After an entirely sleepless night, Billy’s morning coffee looked and smelled and sounded even better than usual. He made just enough for one full mug, to help assure that he wouldn’t run out toward the end of the month.
While it was percolating, and while Billy was watching it drip, he heard a rough pounding on the door of the basement apartment downstairs.
A brief silence.
Then, “Open up, Sleeping Beauty, it’s your damn sponsor.”
A moment later he heard the creak of the door swinging open. It clarified something at the back of his mind, something he hadn’t entirely known was there. Some part of him had always wondered if Grace’s mom really could hear them when they knocked on the door. And now he knew.
He stood chewing at his nails nervously, then slapped his own hand away. The way Grace would, if she were there with him, instead of at Rayleen’s.
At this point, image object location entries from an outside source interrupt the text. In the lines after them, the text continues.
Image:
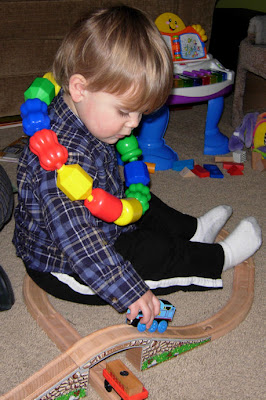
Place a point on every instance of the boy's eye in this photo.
(123, 113)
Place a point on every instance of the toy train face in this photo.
(160, 322)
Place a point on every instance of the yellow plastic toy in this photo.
(185, 43)
(74, 182)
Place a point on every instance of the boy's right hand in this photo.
(150, 307)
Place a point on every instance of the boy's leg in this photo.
(51, 285)
(166, 261)
(203, 229)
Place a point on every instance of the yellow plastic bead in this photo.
(50, 77)
(74, 182)
(131, 212)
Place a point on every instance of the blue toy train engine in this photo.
(160, 322)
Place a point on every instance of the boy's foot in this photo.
(242, 243)
(210, 224)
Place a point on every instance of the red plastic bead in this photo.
(104, 205)
(52, 155)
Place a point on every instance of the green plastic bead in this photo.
(41, 88)
(128, 148)
(141, 193)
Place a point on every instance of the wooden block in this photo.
(261, 165)
(187, 173)
(228, 165)
(235, 170)
(255, 158)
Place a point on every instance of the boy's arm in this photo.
(81, 239)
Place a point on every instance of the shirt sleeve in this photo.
(89, 252)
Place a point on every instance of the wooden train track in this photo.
(82, 356)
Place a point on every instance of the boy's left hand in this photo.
(150, 307)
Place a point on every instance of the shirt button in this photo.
(114, 300)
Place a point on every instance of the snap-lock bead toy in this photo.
(72, 179)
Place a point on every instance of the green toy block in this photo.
(41, 88)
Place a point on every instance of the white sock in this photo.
(210, 224)
(242, 243)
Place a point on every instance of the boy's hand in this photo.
(149, 305)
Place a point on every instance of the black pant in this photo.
(159, 249)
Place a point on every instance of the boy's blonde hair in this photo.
(118, 50)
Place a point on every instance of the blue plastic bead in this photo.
(34, 113)
(136, 172)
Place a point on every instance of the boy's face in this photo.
(105, 117)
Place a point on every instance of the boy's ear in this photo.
(77, 86)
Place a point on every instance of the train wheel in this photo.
(162, 326)
(141, 327)
(107, 386)
(153, 327)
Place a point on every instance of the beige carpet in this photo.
(229, 368)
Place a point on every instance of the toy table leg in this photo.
(151, 142)
(215, 142)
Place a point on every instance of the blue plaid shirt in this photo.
(55, 234)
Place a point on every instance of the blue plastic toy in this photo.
(151, 142)
(160, 322)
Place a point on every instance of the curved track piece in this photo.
(82, 354)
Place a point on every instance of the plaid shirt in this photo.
(54, 234)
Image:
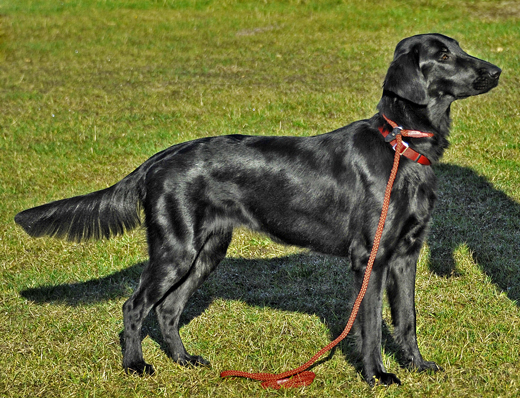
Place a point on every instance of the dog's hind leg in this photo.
(171, 307)
(171, 259)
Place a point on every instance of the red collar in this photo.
(406, 151)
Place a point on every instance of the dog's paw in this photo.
(426, 366)
(384, 379)
(192, 360)
(140, 368)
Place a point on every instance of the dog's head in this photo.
(433, 66)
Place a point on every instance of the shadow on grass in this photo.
(469, 211)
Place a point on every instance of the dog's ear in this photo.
(404, 78)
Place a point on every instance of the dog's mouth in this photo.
(486, 81)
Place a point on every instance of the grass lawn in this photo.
(89, 89)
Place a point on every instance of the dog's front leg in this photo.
(401, 296)
(368, 325)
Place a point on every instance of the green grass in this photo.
(90, 88)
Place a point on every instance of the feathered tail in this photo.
(97, 215)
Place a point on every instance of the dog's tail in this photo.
(97, 215)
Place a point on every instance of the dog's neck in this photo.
(433, 118)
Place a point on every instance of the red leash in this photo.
(300, 377)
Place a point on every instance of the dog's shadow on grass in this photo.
(469, 212)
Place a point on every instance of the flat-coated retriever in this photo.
(323, 193)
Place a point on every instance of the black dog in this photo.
(324, 193)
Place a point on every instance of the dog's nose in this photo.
(495, 72)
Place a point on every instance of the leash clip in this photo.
(394, 133)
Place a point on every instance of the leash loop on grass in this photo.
(300, 377)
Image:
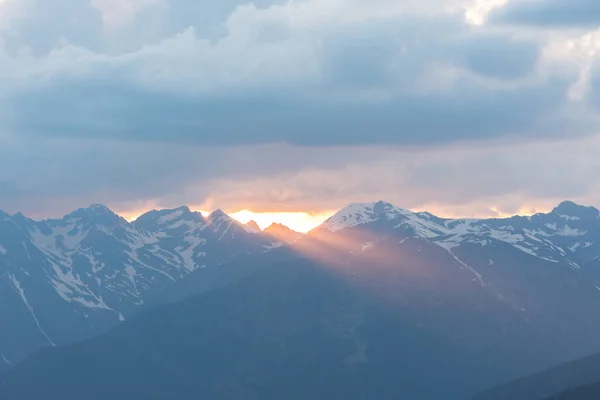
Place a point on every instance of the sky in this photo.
(291, 109)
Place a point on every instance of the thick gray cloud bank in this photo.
(551, 13)
(139, 103)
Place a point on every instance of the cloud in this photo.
(550, 13)
(299, 105)
(296, 72)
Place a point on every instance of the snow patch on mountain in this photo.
(21, 292)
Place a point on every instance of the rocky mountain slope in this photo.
(72, 278)
(378, 302)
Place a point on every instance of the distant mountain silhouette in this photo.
(565, 381)
(378, 302)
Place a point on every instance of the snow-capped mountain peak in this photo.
(252, 226)
(363, 213)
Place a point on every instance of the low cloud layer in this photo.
(551, 13)
(300, 105)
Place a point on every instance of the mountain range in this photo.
(377, 302)
(64, 280)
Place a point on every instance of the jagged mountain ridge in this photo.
(401, 304)
(62, 280)
(94, 266)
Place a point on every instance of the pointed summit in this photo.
(97, 214)
(283, 233)
(252, 226)
(573, 210)
(218, 214)
(363, 213)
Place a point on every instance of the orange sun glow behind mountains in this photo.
(297, 221)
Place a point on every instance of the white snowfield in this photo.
(527, 234)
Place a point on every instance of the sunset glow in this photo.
(298, 221)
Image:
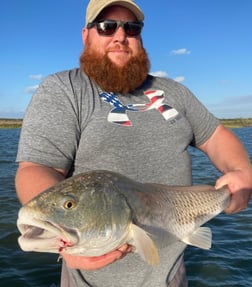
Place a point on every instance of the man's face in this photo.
(118, 47)
(117, 63)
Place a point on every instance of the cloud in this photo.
(161, 74)
(179, 79)
(233, 107)
(181, 51)
(31, 89)
(36, 77)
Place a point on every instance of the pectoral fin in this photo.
(202, 238)
(144, 245)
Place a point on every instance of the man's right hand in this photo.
(96, 262)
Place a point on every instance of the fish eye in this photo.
(69, 204)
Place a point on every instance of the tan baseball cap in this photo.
(95, 7)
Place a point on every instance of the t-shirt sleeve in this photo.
(50, 131)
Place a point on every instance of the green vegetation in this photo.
(229, 123)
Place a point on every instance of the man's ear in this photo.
(84, 35)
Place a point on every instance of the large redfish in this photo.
(95, 212)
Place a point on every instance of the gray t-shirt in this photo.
(72, 124)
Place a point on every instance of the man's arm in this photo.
(230, 157)
(32, 179)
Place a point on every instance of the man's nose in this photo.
(120, 35)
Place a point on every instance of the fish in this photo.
(95, 212)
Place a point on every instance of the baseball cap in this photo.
(95, 7)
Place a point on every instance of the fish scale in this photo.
(95, 212)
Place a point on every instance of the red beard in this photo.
(112, 78)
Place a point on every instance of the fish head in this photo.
(84, 214)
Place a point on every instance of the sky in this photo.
(204, 44)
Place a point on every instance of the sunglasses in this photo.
(109, 27)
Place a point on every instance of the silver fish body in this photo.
(95, 212)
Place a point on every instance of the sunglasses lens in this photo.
(106, 28)
(109, 27)
(132, 29)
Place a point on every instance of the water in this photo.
(228, 263)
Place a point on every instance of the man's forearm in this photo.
(32, 179)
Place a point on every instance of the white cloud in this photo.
(161, 74)
(31, 89)
(36, 77)
(179, 79)
(181, 51)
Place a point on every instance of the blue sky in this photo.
(204, 44)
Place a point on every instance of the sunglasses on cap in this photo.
(109, 27)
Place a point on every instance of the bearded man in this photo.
(111, 114)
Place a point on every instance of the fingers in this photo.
(96, 262)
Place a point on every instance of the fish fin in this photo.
(202, 238)
(144, 245)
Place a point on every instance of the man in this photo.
(111, 114)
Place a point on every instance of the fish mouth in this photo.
(43, 235)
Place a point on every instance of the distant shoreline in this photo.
(229, 123)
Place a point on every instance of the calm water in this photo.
(228, 263)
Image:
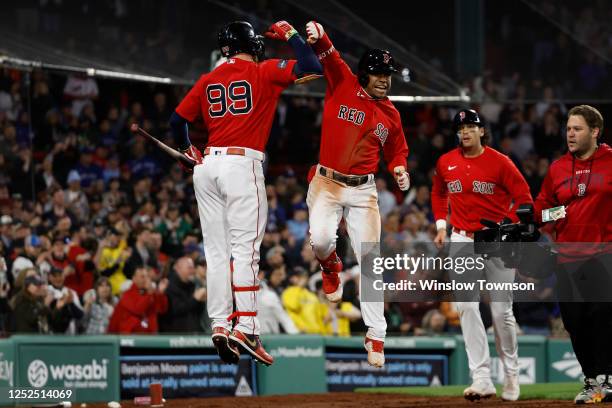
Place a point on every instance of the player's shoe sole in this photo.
(227, 353)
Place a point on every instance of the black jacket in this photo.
(184, 312)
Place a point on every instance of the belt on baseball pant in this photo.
(464, 233)
(235, 151)
(351, 181)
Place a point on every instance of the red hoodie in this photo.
(584, 187)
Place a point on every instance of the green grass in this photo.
(561, 391)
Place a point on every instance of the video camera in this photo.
(516, 244)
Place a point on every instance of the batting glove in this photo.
(403, 180)
(315, 32)
(192, 155)
(281, 30)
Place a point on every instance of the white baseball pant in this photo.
(232, 204)
(328, 201)
(504, 324)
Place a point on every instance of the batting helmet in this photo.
(375, 62)
(466, 116)
(239, 36)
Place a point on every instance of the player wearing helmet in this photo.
(358, 122)
(237, 102)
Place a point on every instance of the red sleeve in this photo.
(279, 73)
(334, 67)
(395, 150)
(161, 303)
(514, 183)
(546, 198)
(190, 107)
(439, 195)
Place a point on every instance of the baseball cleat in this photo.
(252, 344)
(605, 389)
(511, 390)
(331, 280)
(227, 352)
(376, 353)
(480, 389)
(590, 393)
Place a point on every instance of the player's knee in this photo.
(322, 242)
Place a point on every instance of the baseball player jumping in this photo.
(237, 102)
(358, 120)
(479, 182)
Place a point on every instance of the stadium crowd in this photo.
(99, 230)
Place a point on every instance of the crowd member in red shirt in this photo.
(479, 182)
(581, 182)
(358, 122)
(140, 305)
(237, 103)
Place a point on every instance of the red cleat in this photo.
(376, 353)
(252, 344)
(331, 280)
(227, 352)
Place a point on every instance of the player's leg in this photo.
(325, 213)
(504, 325)
(363, 224)
(242, 182)
(474, 334)
(211, 208)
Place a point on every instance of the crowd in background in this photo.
(99, 230)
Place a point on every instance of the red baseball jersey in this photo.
(584, 187)
(237, 101)
(487, 186)
(355, 126)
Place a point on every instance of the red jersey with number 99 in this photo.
(237, 101)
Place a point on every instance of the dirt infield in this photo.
(337, 400)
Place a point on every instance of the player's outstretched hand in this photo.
(281, 30)
(192, 154)
(440, 238)
(402, 178)
(314, 31)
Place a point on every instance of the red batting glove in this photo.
(193, 155)
(281, 30)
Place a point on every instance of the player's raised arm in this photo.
(308, 66)
(334, 67)
(439, 204)
(514, 183)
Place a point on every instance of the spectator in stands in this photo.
(66, 304)
(185, 302)
(142, 253)
(112, 255)
(140, 305)
(99, 306)
(302, 305)
(31, 309)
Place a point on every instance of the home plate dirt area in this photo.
(348, 399)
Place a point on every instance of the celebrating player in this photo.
(237, 102)
(358, 120)
(479, 182)
(580, 181)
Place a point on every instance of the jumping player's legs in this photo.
(363, 224)
(242, 181)
(504, 322)
(474, 334)
(325, 212)
(211, 208)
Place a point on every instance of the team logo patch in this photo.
(381, 132)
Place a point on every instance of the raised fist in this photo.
(281, 30)
(314, 31)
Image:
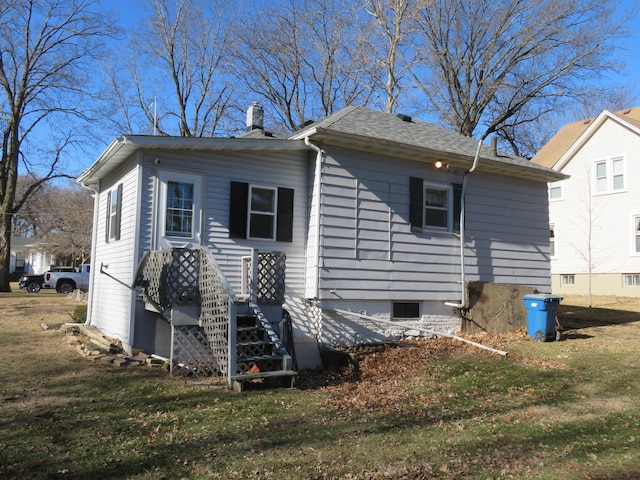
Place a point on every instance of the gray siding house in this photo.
(379, 221)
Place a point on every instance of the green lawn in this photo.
(560, 410)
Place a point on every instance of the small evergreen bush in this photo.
(80, 314)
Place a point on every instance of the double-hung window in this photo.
(609, 175)
(261, 212)
(180, 209)
(555, 190)
(636, 235)
(114, 214)
(434, 206)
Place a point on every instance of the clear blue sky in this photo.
(129, 12)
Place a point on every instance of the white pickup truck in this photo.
(67, 282)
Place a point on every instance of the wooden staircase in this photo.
(260, 355)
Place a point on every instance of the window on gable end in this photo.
(434, 206)
(114, 214)
(555, 190)
(260, 212)
(609, 175)
(636, 234)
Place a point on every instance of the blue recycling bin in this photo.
(541, 316)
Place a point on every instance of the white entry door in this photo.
(179, 212)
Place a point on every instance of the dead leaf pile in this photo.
(387, 373)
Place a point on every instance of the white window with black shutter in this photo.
(261, 212)
(114, 214)
(434, 206)
(179, 210)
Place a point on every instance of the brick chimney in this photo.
(255, 117)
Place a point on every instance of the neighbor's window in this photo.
(609, 175)
(632, 280)
(406, 310)
(179, 213)
(262, 212)
(437, 206)
(555, 190)
(114, 214)
(636, 234)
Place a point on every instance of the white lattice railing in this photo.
(218, 306)
(191, 277)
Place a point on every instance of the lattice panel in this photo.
(190, 350)
(182, 277)
(271, 278)
(214, 311)
(150, 276)
(170, 277)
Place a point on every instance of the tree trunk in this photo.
(5, 251)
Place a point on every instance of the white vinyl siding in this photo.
(271, 170)
(262, 212)
(609, 175)
(112, 302)
(604, 221)
(555, 190)
(368, 250)
(635, 235)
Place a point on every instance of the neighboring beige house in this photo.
(594, 215)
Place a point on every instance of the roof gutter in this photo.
(317, 182)
(94, 241)
(463, 304)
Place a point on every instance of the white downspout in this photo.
(463, 192)
(94, 237)
(317, 178)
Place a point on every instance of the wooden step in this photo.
(259, 358)
(239, 380)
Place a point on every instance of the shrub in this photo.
(80, 314)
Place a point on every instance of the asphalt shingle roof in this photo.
(376, 128)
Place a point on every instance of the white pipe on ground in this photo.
(424, 330)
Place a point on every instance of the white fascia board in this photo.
(586, 135)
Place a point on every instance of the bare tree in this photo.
(46, 48)
(395, 21)
(69, 228)
(306, 59)
(59, 216)
(176, 81)
(484, 61)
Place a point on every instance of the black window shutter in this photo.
(416, 204)
(238, 205)
(284, 228)
(118, 211)
(457, 206)
(108, 218)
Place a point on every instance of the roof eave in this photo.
(125, 146)
(422, 154)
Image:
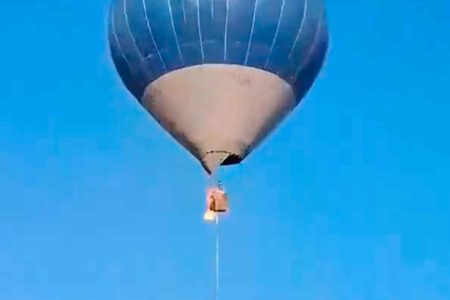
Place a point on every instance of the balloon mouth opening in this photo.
(215, 159)
(232, 159)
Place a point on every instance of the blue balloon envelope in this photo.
(218, 75)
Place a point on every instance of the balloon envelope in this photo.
(218, 75)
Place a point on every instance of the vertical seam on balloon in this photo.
(200, 37)
(183, 10)
(225, 43)
(152, 36)
(300, 29)
(125, 13)
(311, 49)
(174, 30)
(116, 38)
(276, 33)
(250, 39)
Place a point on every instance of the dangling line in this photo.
(217, 257)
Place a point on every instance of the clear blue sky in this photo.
(348, 200)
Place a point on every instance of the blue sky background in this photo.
(348, 200)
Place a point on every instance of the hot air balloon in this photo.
(218, 75)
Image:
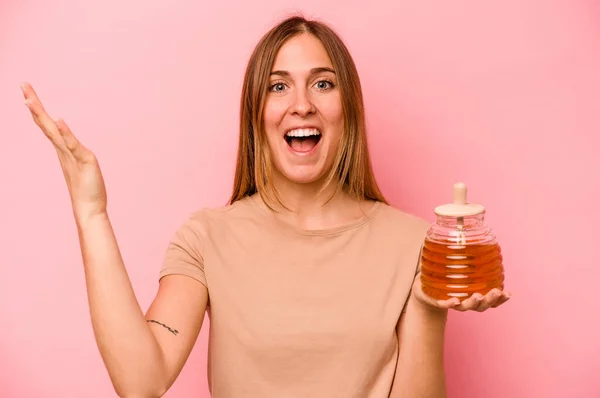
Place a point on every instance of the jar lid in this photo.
(460, 207)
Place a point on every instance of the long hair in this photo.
(352, 171)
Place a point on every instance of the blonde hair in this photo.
(352, 171)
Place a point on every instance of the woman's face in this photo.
(303, 116)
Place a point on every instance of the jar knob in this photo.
(460, 206)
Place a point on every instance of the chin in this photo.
(300, 175)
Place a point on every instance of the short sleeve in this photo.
(184, 253)
(416, 275)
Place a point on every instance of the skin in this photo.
(146, 360)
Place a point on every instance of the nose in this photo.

Only more gently.
He took the coffee into the living room and drank it, slumped on the couch, watching, through the thin veil of his curtains, as cars rolled by on the street out front.
It would be time to walk Grace to school again in less than half an hour.
Billy sat up straight and made a sudden decision.
He marched into the kitchen and started a fresh pot of coffee, a full pot. While it was brewing he checked his cream supply. He shook, and frowned at, the carton for a long time. Until he realized he was letting too much cold out of the refrigerator. But when he closed the fridge door, the carton of cream was still there in his hand, feeling cold and precious, even though there was no arguing that his supply was barely adequate to last until the next delivery.